The study of atopic diseases conditioned by a cellular immunity disorder has offered greater complications than that of humoral type hypersensitivity manifestations. The methods to analyse cell-mediated retarded hypersensitivity reactions (Patch tests) have been applied to atopic dermatitis (an IgE and non-IgE mediated mixed ethology disorder)150,151 determined by different foods (especially milk, wheat, and nuts152) and, very recently, to EO145, with not very conclusive results; in this last study, the elimination of foods to patients who showed sensitisation, demonstrated through prick test and/or patch test carried out on patients with EO, was so extended that it supposed a real risk of nutritional deprivation153, although it obtained the control of the oesophageal inflammation in a good proportion of cases. The analysis of Th2 profile cytokine's production capacity by peripheral blood lymphocytes in patients with EO when they were incubated in vitro with certain allergens38 represents a new strategy for the study of cell-mediated responses in the study of food allergy.

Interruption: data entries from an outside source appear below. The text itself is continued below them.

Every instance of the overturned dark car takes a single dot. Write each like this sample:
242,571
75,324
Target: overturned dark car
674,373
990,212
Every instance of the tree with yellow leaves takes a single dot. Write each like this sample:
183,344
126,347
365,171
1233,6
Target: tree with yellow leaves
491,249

Besides the control to antigenic exposure of foods or inhalants, considering the previously mentioned data, for a good control of EO it will be necessary to optically control all the allergic manifestations that the patient presents, such as asthma or atopic dermatitis, in addition to the food allergies.

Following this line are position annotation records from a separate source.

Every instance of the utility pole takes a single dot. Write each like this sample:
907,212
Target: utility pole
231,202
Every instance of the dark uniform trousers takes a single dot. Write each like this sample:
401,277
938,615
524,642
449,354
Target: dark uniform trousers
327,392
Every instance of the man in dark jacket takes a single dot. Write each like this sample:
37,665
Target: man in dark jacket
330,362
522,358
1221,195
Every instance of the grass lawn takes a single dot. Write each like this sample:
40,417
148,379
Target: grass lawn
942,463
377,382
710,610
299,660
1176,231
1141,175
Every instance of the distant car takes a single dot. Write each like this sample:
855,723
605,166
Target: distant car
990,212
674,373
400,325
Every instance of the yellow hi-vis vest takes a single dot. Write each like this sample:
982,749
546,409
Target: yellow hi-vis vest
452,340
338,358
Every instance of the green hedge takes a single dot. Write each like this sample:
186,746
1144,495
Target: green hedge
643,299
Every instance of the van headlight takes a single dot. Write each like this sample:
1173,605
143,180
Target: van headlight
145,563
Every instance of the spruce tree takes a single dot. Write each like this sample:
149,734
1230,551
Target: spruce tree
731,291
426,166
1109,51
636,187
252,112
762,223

CONCLUSIONSThe complexity and heterogeneity of the data presented possibly expresses the interindividual heterogeneity in the implicated molecular mechanisms in the physiopathology of EO, wherein IL-5 and different types of eotaxins would present synergic effects between themselves and with other less studied cytokines in the regulating of gastrointestinal eosinophil levels41. Even though the final inflammatory phenomena observed in EO are common to different patients, the cascade of inflammatory mediators that lead to them might not be identical in all cases, and the morphological and functional disorders observed in EO would represent the final convergence of different activation forms of inflammation. Likewise, we should consider that the heterogeneity of the results could be related with the time of evolution of the disease or with the moment of the last exposure to the allergen responsible for the epithelial inflammation. These questions should be elucidated through subsequent studies.